In defining the use of the TCD for SCA, the STOP protocol required measurement of the time–averaged mean maximum velocity (TAMMV) in the distal internal carotid artery (dICA) and proximal middle cerebral artery (MCA) with the following classifications: “normal,” if all TAMMV are <170 cm/sec; “conditional,” if there is at least 1 TAMMV of 170 to 199 cm/sec; and “abnormal,” if there is at least 1 TAMMV ≥200 cm/sec.² CRCT to prevent stroke is indicated for abnormal TCD on 2 occasions or 1 TCD with TAMMV of ≥220 cm/sec. Now, more than 20 years after the publication of these findings, implementation of TCD is inconsistent across the United States and lacks standardization. The NHLBI recommended that facilities “do studies to compare their current equipment with STOP trial TCD equipment.”³ To meet the need for training in correct TCD use, the STOP investigators provided national trainings and workshops; however, these are no longer available. A standard nonimaging TCD as used in STOP was not available at all centers, therefore, some centers started to use the transcranial Doppler imaging (TCDi) technique. An early study assessing for differences between TCD and TCDi velocities published in 2001, demonstrated for the MCA that, TCDi velocities were about 10% lower than those measured with TCD,⁶ which has subsequently been confirmed in some studies^7,8 but not in others.^9-11 In fact, the French National Authority for Health recommended use of the same thresholds for TCD and TCDi due to concern for potential over-transfusion in patients screened by TCDi.¹² In some centers, angle correction, or adjusting the velocity based on the angle between the transducer and the vessel, is performed when using TCDi.¹³ The precise correlation between TCD and TCDi velocities is not clear and likely highly dependent on technique. The ASH guidelines published in 2020 continue to support the cutoff values defined in the initial STOP trial, but added recommendations for TCDi, citing the velocity used in the Silent Cerebral Infarct Transfusion (SIT) trial: mean velocity ≥185cm/sec is abnormal.^5,14 

Since the routine use of TCD for stroke risk screening in SCA was instituted in 1997, there have been several studies evaluating site-level adherence to the recommendation to obtain annual TCD assessments.^15-17 These studies used a variety of techniques for both examining barriers to TCD and facilitating improvement, including the use of personalized reminders¹⁸ and tracking patients overdue for imaging.¹⁹ One European study identified a major barrier to routine TCD screening, which was the lack of trained personnel to perform the procedure. To overcome this barrier, they recruited a variety of practitioners, including clinicians with ultrasound experience, surgeons, pediatricians, and nurses, from 3 centers to complete a TCD/TCDi training program. They noted that before this training, there was significant variation in the percentage of scans classified as abnormal among the institutions, while following training, there were no differences in the distribution of classifications.²⁰ Each of these studies reports on barriers to appropriate and accurate stroke risk screening for children with SCA. However, none of these studies specifically addressed the quality of the reports themselves, assessed for the correct interpretation of measurements, or insured ongoing quality assurance. Only 1 study assessed the accuracy of the measurements themselves²⁰ and no recent reports have demonstrated multi-institutional assessments of TCD quality.
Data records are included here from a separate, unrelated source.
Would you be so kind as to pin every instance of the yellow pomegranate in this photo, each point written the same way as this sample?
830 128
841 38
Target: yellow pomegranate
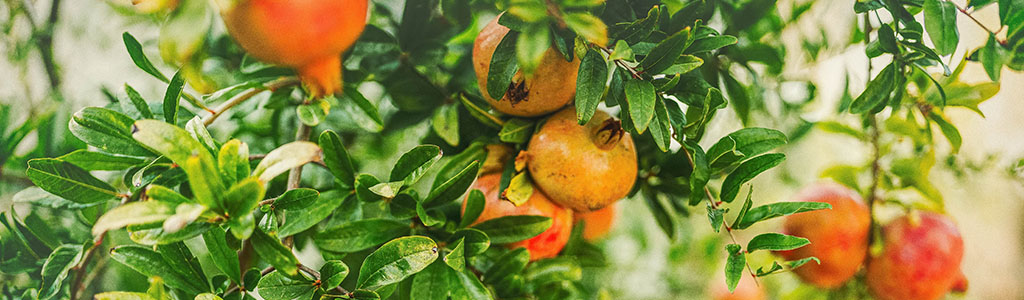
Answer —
550 87
583 167
307 35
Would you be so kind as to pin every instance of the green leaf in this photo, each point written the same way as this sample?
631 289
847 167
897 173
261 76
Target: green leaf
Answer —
358 236
396 260
333 272
54 270
445 123
135 51
741 144
474 206
135 213
454 187
171 97
279 286
589 27
992 57
940 20
534 41
457 257
747 171
151 263
663 55
223 257
948 130
283 159
734 265
590 85
336 158
93 161
765 212
641 97
232 161
415 163
877 91
509 263
270 249
69 181
475 241
711 43
503 67
313 113
775 242
514 228
516 130
105 129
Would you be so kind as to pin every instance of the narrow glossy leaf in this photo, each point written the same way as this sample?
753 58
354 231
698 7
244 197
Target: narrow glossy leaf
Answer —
474 206
415 163
333 272
135 213
279 286
940 20
503 67
514 228
223 257
396 260
475 241
777 210
232 161
454 187
743 143
171 97
285 158
509 263
138 102
151 263
445 123
302 218
663 55
948 130
359 234
516 130
94 161
877 91
734 265
747 171
135 51
54 270
641 97
105 129
69 181
590 85
336 158
775 242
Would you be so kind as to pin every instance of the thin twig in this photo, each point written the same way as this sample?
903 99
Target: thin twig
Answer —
245 95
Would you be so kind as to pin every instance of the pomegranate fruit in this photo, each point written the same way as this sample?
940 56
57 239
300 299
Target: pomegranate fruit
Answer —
921 259
307 35
596 223
550 87
546 245
583 167
839 236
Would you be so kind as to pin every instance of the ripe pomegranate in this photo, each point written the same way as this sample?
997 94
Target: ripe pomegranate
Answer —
596 223
546 245
307 35
839 236
921 259
550 87
745 290
583 167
The recent DISPLACE (Dissemination and Implementation of Stroke Prevention Looking at the Care Environment) study was a 28-site consortium funded by the NHLBI to evaluate barriers to TCD screening implementation and test strategies to improve adherence to TCD guidelines in SCA in the US. DISPLACE demonstrated that less than 50% of children at participating SCA centers had annual TCD screening during the baseline period (2012-2016).²¹ This current project is a substudy using the DISPLACE database. In this study, we hypothesized that there would be both high variability in TCD/TCDi technique and that sites using TCDi would use inconsistent definitions to classify scans as “abnormal.” In addition, we wanted to determine if sites using TCDi were making treatment decisions regarding chronic transfusion therapy based on criteria other than those established by the STOP protocol.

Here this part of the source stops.